Houvesse um legalista no governo do estado, seria possível galvanizar a Brigada Militar como em 61, e com Ladário no III* Exército daria para montar um embrião de resistência. Ao contrário, tudo ruiu, e só restou, abrindo novo caminho histórico, a radicalização do movimento estudantil e as dissenções que desaguaram na luta armada.

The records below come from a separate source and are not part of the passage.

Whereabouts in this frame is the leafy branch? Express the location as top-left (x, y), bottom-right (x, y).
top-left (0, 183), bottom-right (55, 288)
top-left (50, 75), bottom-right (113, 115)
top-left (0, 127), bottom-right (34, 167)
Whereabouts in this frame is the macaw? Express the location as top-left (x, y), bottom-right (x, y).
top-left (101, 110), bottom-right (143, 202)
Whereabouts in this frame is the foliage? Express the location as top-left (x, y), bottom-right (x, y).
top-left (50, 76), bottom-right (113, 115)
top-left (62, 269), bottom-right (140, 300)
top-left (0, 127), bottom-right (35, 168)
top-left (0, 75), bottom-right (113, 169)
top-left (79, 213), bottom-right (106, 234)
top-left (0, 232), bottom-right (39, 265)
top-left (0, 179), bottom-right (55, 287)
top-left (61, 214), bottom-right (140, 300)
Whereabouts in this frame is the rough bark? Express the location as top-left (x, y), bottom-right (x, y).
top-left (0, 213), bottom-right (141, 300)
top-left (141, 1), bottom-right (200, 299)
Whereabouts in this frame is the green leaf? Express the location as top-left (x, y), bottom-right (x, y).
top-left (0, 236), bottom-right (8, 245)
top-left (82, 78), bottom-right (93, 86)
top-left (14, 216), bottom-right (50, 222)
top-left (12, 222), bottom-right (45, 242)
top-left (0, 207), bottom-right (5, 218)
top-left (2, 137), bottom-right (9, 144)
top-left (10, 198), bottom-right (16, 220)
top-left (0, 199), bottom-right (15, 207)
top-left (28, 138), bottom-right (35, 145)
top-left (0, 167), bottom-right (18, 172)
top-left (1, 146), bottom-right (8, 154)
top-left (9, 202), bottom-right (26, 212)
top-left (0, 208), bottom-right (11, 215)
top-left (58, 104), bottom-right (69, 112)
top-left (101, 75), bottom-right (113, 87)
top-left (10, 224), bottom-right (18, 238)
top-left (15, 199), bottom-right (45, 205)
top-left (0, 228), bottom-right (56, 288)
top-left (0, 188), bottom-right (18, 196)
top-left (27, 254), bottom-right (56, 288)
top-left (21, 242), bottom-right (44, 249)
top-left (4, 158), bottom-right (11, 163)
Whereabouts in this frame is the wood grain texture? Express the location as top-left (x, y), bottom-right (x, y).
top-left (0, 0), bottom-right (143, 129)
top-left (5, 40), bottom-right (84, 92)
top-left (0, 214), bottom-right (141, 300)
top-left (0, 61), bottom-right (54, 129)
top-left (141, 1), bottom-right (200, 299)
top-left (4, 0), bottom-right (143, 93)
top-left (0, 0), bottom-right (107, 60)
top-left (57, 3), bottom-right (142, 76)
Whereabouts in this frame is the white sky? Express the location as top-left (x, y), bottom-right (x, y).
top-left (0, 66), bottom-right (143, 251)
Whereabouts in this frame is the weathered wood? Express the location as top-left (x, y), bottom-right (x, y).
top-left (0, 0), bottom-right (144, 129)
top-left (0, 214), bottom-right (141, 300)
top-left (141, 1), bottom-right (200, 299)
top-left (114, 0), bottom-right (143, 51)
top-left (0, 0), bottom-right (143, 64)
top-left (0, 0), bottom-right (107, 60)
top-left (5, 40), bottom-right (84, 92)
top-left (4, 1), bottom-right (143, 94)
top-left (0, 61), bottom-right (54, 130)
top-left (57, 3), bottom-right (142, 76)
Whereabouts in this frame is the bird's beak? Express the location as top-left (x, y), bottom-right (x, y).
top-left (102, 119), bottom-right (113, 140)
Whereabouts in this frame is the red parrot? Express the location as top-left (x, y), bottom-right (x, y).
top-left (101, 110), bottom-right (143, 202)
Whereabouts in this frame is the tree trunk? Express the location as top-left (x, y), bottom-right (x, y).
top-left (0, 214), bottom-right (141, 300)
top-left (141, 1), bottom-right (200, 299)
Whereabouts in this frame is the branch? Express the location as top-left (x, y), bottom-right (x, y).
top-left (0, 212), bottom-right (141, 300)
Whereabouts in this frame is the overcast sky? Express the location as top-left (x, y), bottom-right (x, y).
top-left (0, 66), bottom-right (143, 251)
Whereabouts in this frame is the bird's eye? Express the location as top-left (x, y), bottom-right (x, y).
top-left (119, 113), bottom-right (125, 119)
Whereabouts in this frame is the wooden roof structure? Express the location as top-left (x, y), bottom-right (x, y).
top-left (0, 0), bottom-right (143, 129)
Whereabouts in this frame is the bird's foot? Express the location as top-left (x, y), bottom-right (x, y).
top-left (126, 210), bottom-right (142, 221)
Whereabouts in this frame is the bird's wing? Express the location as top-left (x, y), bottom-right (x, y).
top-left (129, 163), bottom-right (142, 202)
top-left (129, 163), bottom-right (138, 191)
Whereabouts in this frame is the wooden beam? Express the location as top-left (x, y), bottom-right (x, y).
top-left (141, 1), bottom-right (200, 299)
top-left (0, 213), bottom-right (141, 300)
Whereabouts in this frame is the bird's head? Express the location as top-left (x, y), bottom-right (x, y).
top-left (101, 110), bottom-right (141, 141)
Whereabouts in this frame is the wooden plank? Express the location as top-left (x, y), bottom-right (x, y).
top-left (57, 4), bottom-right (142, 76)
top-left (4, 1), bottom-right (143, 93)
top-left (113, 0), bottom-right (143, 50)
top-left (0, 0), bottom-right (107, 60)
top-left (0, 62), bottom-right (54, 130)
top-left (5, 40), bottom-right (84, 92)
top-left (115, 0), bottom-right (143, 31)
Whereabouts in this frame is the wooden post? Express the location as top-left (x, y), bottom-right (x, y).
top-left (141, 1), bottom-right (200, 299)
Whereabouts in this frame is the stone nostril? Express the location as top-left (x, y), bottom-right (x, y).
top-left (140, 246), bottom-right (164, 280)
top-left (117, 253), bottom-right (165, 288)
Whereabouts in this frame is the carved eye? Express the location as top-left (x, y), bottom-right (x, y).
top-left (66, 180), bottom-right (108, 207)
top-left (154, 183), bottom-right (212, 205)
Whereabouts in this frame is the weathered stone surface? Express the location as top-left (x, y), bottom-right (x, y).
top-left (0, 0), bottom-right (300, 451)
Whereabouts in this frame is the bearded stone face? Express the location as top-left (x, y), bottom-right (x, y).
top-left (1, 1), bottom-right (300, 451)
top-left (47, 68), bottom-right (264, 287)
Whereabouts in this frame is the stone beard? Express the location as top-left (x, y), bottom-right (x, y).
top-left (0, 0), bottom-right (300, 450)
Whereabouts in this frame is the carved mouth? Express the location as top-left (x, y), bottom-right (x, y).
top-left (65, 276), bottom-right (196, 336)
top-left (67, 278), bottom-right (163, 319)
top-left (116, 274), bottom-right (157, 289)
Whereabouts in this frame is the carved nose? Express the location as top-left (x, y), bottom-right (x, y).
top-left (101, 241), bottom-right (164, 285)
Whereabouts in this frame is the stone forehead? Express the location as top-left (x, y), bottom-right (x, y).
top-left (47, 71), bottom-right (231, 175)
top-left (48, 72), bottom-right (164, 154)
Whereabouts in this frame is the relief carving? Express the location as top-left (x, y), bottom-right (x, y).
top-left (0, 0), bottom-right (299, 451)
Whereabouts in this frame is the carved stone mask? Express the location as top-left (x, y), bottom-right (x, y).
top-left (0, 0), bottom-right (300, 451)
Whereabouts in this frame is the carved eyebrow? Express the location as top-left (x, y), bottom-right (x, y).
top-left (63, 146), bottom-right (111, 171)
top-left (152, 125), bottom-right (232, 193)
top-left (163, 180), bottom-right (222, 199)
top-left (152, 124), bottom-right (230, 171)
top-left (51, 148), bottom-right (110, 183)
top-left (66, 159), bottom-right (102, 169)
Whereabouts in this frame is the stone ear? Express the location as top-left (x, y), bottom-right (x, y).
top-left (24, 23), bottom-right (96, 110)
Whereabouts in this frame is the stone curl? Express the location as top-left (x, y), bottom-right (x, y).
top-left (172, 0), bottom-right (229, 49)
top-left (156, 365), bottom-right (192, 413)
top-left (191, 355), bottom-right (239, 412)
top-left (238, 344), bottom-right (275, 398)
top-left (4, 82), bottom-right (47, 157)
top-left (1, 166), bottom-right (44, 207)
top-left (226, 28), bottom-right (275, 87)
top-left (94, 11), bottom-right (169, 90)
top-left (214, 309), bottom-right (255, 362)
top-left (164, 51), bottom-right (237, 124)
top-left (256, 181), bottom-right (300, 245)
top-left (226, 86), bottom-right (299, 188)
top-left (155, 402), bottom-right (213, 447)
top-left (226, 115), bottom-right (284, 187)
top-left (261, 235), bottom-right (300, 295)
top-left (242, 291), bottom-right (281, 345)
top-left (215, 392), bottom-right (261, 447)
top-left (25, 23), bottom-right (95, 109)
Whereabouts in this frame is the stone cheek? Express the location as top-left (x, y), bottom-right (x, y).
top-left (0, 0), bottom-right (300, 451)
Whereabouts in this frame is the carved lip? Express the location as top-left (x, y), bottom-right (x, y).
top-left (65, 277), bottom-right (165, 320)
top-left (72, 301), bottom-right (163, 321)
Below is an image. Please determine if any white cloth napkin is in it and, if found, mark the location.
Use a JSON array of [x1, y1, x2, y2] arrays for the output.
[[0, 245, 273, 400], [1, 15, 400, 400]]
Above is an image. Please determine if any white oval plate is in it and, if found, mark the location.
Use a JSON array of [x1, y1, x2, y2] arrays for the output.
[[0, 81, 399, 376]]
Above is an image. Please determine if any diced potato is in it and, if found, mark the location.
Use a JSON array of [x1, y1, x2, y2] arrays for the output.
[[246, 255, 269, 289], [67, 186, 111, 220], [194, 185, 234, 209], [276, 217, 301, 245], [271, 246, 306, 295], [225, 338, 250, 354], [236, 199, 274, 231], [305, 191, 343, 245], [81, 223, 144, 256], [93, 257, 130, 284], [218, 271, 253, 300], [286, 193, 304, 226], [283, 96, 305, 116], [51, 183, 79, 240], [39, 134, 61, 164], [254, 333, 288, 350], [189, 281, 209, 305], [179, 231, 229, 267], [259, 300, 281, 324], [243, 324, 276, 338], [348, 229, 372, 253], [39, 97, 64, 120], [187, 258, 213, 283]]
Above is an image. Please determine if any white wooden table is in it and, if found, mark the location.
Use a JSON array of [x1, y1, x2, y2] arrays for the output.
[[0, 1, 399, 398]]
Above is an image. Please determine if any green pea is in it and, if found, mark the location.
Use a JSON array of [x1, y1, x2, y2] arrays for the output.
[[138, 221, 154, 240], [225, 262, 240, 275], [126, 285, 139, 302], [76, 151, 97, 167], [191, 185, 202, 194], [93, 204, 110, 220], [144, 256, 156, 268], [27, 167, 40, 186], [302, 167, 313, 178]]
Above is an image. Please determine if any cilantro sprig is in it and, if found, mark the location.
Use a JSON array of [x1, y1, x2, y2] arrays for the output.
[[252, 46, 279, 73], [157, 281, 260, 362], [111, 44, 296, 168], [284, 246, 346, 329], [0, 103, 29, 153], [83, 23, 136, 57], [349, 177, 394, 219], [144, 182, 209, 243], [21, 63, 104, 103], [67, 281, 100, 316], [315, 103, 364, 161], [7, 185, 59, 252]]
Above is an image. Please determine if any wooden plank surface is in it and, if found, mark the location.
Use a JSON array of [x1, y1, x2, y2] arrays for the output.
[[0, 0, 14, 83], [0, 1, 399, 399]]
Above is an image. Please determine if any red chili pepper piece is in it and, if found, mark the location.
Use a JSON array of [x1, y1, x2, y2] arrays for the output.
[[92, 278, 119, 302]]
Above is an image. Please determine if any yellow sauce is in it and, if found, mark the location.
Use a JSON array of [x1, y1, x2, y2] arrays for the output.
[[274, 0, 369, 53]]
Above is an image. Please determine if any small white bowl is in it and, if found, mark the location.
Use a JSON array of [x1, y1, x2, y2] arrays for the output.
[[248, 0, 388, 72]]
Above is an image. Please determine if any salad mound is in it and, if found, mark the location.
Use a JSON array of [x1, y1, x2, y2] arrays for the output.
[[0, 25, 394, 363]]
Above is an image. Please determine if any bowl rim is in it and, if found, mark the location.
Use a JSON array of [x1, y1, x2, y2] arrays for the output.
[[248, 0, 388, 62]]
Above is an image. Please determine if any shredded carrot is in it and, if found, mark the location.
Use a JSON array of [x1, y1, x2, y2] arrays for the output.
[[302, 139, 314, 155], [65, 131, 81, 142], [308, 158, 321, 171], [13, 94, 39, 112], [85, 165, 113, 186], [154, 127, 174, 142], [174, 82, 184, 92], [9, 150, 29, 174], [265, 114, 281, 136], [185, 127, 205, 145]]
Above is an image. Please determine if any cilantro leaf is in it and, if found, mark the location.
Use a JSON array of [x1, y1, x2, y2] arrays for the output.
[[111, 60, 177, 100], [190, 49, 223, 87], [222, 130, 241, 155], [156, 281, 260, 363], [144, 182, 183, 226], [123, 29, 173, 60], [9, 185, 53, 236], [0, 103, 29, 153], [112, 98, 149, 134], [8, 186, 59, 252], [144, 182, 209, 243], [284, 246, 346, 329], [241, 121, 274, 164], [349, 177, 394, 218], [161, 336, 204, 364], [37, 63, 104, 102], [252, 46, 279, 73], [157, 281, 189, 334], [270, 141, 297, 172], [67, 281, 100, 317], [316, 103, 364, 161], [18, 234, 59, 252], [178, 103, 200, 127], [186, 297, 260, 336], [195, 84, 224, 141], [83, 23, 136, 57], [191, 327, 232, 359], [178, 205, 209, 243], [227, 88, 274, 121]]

4) A direita aprendeu tudo em 61 e as esquerdas muito pouco ou quase nada

Este é um argumento muito sério. A batalha de 61 foi ganha no campo das comunicações, apesar da censura sobre ele, imposta no centro do país.
 
Em muitas redações imperava uma fórmula mais ou menos conhecida: uma equipe de esquerda, um diretor de direita. Tais alianças instáveis foram se desfazendo, e a imprensa foi declaradamente para a direita. Nem as esquerdas nem o governo valorizaram devidamente aquilo que lhes levara a neutralizar o golpe em agosto/setembro de 1961.
 
No Brasil o parque de comunicações era emergente, embora ainda distante do ímpeto que ganharia depois do golpe. E nesse parque montou-se uma barragem de fogo cerrado contra o governo. Criou-se um país ameaçado pelo terror de esquerda, insuflaram-se amplos setores da classe média crendeira, que passaram a acreditar que lhe iam tomar de fato os pingüins sobre as geladeiras recém adquiridas e as próprias geladeiras. Houve jornais e jornalistas que resistiram. Mas foi insuficiente. O governo e as esquerdas perderam em 64 onde tinham triunfado três anos antes.

São lições e meditações sobre o passado. Nossas vidas seriam outras, muito outras, se pelo menos houvesse nem que fosse um mero esboço de resistência em 64. Venceríamos? Perdemos por WO, essa é que a verdade difícil de aceitar.
 
Texto originalmente publicado em 30 de março de 2004.